Sou um defensor entusiasta da expansão da medicina paliativa. Faz pouco tempo criamos na Sociedade Brasileira de Clínica
Médica uma Diretoria de Cuidados Paliativos. Seu intuito é, igualmente, o de difundir esse conceito humanístico para os médicos
e suas sociedades de especialidades, o meio acadêmico, instituições de saúde públicas e particulares, como ainda para os gestores
do sistema de saúde em âmbitos municipal, estadual e federal.
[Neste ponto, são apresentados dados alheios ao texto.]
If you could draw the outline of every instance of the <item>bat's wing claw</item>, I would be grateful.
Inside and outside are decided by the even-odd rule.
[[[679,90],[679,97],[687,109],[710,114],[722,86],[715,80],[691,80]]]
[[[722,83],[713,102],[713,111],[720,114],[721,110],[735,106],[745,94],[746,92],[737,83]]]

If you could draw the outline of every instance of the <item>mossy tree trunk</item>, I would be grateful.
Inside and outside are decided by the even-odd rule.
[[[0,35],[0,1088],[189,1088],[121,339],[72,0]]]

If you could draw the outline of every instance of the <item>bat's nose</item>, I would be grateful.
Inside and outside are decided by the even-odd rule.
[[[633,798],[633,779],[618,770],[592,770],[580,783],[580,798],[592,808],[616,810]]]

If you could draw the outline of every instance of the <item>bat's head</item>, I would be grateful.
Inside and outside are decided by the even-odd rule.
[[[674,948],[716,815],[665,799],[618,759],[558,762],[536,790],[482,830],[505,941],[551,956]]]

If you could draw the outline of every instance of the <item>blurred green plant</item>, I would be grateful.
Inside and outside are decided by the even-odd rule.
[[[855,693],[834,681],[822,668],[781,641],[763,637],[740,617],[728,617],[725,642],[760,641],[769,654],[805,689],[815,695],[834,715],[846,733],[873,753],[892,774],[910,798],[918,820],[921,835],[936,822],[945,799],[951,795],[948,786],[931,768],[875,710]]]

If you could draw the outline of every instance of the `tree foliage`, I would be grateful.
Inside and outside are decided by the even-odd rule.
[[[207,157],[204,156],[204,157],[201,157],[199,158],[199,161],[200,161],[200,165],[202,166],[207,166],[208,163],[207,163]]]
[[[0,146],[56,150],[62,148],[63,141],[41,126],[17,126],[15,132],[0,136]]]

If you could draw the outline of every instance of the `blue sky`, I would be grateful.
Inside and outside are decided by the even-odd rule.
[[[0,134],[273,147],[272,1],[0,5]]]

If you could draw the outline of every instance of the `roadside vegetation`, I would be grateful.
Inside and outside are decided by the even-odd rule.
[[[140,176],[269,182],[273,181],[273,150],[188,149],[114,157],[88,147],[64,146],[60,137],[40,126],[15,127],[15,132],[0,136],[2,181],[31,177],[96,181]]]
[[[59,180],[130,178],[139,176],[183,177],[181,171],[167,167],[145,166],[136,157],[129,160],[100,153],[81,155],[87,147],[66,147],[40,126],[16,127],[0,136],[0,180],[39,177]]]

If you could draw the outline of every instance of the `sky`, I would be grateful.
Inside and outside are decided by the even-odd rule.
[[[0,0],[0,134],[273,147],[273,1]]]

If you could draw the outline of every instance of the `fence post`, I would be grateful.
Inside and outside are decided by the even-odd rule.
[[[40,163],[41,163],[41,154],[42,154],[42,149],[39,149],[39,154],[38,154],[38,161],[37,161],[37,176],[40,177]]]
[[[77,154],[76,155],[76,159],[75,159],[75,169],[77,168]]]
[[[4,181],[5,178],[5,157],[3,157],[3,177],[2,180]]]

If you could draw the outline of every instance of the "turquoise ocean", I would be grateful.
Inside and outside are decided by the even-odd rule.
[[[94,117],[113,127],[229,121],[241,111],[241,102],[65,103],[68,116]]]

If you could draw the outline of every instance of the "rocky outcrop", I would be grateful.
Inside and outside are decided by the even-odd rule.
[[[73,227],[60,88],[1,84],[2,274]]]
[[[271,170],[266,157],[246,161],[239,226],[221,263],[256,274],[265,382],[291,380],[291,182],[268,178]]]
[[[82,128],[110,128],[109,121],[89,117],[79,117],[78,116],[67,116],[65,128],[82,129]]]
É urgente uma política de governo para o atendimento humanizado a esse grupo de pacientes. O estado precisa criar centros
regionalizados de cuidados paliativos que funcionem também como hospital-dia. Assim garantiremos que aquele que não necessita
de internação seja atendido em suas demandas, inclusive liberando leitos para outros. Ele poderá fazer exames, curativos,
receber cuidados gerais, ou seja, um tratamento adequado e competente.
É isso, aliás, o que estamos fazendo na Disciplina de Clínica Médica da Unifesp, da qual sou professor titular. Inauguramos
um ambulatório de cuidados paliativos, no qual, além do atendimento de excelência, promoveremos palestras a familiares, para
debater questões como tratamento, prevenção, entre tantas outras ações. Compreendo que uma política pública com características
semelhantes é inadiável.
O médico que é bom médico tem de acompanhar o paciente sempre, e não largá-lo quando chega ao fim e não possui mais possibilidade
de vencer uma determinada doença. Vivemos tempos de grande avanço tecnológico, mas, como já disse, nada substitui o tratamento
humanizado, nada é mais importante do que o médico que tem nome e rosto e que conhece o nome e o rosto do paciente. Não podemos
aceitar que pessoas sejam tratadas como o doente do quarto 32, 48, 112. Esse é um dos motivos pelo qual desejamos fazer com
que as instituições de ensino contemplem em seus currículos temas de cuidados paliativos. Afinal, oferecer uma assistência
humanizada também passa pelo processo de aprendizado.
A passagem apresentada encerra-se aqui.